For speed of access in a carry gun, I like the Express Sights. For target shooting I use a medium to wide undercut front profile. I find most adjustable rear sights are a bit too narrow in the notch, however, and that I have to file them out wider and re-finish them. Perhaps by now someone has come out with adjustable rear leaves, like German air pistol sights? That would be ideal.

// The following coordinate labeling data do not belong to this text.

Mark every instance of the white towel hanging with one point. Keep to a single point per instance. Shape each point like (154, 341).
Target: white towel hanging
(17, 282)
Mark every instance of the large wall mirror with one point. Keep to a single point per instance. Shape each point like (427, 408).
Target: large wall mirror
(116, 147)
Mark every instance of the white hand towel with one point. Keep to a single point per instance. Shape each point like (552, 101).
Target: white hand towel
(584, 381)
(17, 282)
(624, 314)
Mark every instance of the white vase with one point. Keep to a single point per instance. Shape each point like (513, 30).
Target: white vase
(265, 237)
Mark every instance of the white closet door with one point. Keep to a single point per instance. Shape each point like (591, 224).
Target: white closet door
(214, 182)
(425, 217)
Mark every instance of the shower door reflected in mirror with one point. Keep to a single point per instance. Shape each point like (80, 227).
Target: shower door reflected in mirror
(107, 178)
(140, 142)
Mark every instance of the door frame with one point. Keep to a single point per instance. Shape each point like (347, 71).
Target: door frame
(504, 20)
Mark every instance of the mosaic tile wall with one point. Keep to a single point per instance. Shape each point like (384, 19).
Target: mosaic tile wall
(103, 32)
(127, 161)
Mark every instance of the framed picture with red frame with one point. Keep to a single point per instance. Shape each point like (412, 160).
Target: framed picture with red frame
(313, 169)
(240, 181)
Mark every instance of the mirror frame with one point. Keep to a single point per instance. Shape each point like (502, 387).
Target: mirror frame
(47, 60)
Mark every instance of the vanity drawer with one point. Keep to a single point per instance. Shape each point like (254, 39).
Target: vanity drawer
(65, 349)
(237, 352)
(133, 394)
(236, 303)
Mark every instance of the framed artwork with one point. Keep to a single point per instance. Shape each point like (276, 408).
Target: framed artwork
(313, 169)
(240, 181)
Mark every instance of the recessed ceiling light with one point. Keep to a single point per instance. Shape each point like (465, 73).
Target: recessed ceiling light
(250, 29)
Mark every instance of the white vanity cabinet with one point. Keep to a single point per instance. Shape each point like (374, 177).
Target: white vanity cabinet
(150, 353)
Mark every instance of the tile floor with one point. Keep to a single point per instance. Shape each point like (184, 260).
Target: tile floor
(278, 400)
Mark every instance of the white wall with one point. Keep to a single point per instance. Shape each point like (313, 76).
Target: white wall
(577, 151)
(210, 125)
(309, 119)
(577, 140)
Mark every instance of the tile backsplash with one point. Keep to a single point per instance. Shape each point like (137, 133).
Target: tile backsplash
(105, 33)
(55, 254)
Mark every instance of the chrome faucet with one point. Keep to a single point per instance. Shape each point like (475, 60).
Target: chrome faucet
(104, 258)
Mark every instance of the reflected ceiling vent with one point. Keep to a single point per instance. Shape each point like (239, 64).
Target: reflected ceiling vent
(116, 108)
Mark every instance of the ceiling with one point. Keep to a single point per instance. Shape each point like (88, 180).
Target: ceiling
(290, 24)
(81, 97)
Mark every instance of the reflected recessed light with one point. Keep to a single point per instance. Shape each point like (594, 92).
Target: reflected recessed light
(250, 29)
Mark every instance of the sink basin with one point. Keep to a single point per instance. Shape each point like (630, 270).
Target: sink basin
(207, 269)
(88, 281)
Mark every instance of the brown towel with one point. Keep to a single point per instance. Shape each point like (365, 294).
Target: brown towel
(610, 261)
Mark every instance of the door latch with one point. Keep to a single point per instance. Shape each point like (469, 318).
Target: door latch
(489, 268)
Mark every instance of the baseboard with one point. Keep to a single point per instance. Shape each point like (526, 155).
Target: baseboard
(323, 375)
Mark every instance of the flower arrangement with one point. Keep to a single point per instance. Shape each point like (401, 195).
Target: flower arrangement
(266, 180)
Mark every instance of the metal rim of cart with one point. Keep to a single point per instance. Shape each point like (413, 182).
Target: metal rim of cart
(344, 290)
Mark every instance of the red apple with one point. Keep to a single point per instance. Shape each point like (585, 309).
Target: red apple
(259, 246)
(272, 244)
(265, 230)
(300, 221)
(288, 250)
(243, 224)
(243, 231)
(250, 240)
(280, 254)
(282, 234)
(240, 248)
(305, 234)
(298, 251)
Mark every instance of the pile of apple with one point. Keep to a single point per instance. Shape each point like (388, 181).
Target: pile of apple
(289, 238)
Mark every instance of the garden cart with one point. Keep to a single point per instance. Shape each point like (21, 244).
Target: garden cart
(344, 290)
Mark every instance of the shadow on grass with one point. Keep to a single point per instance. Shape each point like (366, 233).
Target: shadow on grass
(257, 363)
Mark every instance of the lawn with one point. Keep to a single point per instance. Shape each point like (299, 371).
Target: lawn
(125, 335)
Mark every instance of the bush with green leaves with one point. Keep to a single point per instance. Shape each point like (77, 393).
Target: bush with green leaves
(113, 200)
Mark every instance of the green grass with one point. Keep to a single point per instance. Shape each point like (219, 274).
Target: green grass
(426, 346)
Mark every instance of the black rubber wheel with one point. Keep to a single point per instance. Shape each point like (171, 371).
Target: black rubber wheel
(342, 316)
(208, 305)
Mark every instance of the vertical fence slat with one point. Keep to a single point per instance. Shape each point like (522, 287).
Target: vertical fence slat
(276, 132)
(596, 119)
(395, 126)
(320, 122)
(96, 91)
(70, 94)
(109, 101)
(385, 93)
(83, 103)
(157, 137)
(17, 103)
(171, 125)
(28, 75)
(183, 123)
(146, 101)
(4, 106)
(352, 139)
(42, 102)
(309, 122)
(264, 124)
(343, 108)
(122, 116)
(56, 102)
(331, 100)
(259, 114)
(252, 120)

Small sights once dominated target shooting on the premise that a tight sight was needed to keep tight alignment and to track a small point of aim on the target. I have a pre-war K-frame .22 S&W my Great Aunt bought new for $38 during the depression. I inhereted it in the original red box, with only six rounds ever having been put through it and the originally purchased box of copper-case Remington cartridges and the factory instructions and sales slip still there. Probably should have mothballed it as a collector's item, but was young and proceeded to shoot it. It is a long-stroke DA that is as smooth as glass, has a factroy installed McGivern dot on the front sight, and a tiny little continuously adjustable rear sight blade. Terrible to try to see through clearly. I don't know what McGivern got out of that arrangement, but he sure seemed to make it work? In more recent decades, experimentation, mostly by Russian and European coaches, has shown that tiny sights cause eye strain and extra tension in the shooter. They also encourage the tendency to jerk the trigger attempting to "ambush" the ten ring when alignment is momentarily perfect.
I prefer all soot-black for bull's eye targets, since the tagboard provides plenty of contrrast. Bo-mar is traditional, but requires frame milling. There are new designs that don't. Colored lines, blade ramps and dots may be useful for nearly invisible targets, but even then I find them a distraction in all but low light. I hate white and flourescent orange outlines. They never seem to give me the same vertical alignment the actual sight profiles do. Not sure why? Individual focus issue, maybe? Tritium is useful in very low light.